Un evento hidrológico de gran magnitud azotó el Gran Cañón en Arizona durante las últimas horas, dejando un saldo preliminar de al menos 15 personas desaparecidas. El incidente, ocurrido en una zona turística frecuentada por visitantes nacionales e internacionales, ha movilizado a las autoridades locales y federales de Estados Unidos en una operación de búsqueda y rescate contrarreloj para localizar a los afectados y prevenir nuevas tragedias.

Una inundación sin previo aviso

La inundación repentina sorprendió a quienes se encontraban en el área durante el evento meteorológico. Estas crecidas súbitas en cañones como el de Arizona son particularmente peligrosas debido a la velocidad con que el agua baja desde las partes altas, arrasando con todo a su paso. Los testigos reportaron que el nivel del agua subió dramáticamente en cuestión de minutos, lo que dejó poco tiempo para que las personas pudieran reaccionar o ponerse a salvo.

De acuerdo con los reportes preliminares, el grupo afectado estaba realizando actividades recreativas en la zona cuando las condiciones climáticas se deterioraron rápidamente. Las autoridades indican que algunos de los desaparecidos podrían haber sido arrastrados por la corriente, mientras que otros simplemente no lograron evacuarse a tiempo ante la velocidad del evento.

Respuesta de las autoridades de Arizona

Las autoridades del estado de Arizona se encuentran ejecutando un extenso operativo de búsqueda y rescate. Personal especializado en este tipo de emergencias ha sido desplegado en múltiples puntos estratégicos del Gran Cañón para rastrear cualquier indicio de los desaparecidos. Los equipos incluyen buzos, unidades de rescate acuático, helicópteros y personal de emergencias que trabajan coordinadamente para cubrir la mayor extensión posible de territorio.

El Servicio de Parques Nacionales de Estados Unidos, que administra el Gran Cañón, también ha activado sus protocolos de emergencia. Se han cerrado temporalmente varias secciones del parque para facilitar las operaciones de rescate y evitar que más personas ingresen a zonas potencialmente peligrosas. Las autoridades han pedido a la población que se mantenga alejada de las áreas afectadas para no entorpecer el trabajo de los rescatistas.

Desafíos en la búsqueda

La geografía del Gran Cañón presenta retos significativos para cualquier operación de rescate. Las paredes del cañón alcanzan profundidades de hasta 1.600 metros en algunos puntos, y el terreno es extremadamente accidentado. Además, las corrientes del río Colorado, que fluye por el fondo del cañón, pueden ser muy turbulentas después de una inundación repentina, complicando aún más los esfuerzos de rescate.

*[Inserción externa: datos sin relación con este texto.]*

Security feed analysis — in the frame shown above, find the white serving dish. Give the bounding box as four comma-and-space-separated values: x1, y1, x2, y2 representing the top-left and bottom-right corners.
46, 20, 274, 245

Los equipos de rescate deben navegar cuidadosamente tanto en el agua como en tierra firme, evaluando constantemente los riesgos de nuevas desprendimientos de rocas o cambios en las condiciones hídricas. La visibilidad en el agua también se ve comprometida durante y después de estas inundaciones, lo que dificulta localizar a las personas atrapadas.

Información sobre los desaparecidos

Según reportes de las autoridades, entre los desaparecidos hay turistas de diferentes nacionalidades y residentes locales. Las edades varían, aunque aparentemente incluyen tanto adultos como menores de edad. Se han establecido líneas telefónicas de atención y centros de coordinación donde las familias de los desaparecidos pueden proporcionar información que ayude a identificar a las personas y facilitar los trabajos de búsqueda.

Las autoridades también han solicitado a cualquier persona que haya estado en la zona durante el evento que se comunique con las autoridades, ya que el testimonio de testigos presenciales resulta crucial para entender exactamente qué sucedió y dónde podrían hallarse las personas.

Recomendaciones para visitantes del Gran Cañón

Este incidente ha generado nueva preocupación sobre la seguridad en sitios naturales extremos. Las autoridades de Arizona hacen recomendaciones enfáticas a los visitantes del Gran Cañón: revisar constantemente los pronósticos meteorológicos, no aventurarse a zonas cercanas a cursos de agua durante alertas de lluvia, y seguir siempre las indicaciones del personal del parque.

Las inundaciones repentinas en cañones son fenómenos que pueden presentarse incluso cuando hay cielos despejados en el área donde se encuentra el visitante, ya que la lluvia en las partes altas del cañón puede generar corrientes devastadoras río abajo sin aviso previo. El respeto por la naturaleza y la atención a las alertas de seguridad son fundamentales para evitar tragedias similares.

Los trabajos de búsqueda continuarán intensamente durante los próximos días. El tiempo es crítico en estas operaciones, y cada hora que pasa aumenta la urgencia de localizar a los desaparecidos. Las autoridades mantienen la esperanza de encontrar a las personas con vida y piden paciencia y comprensión a las familias afectadas mientras se despliegan todos los recursos disponibles.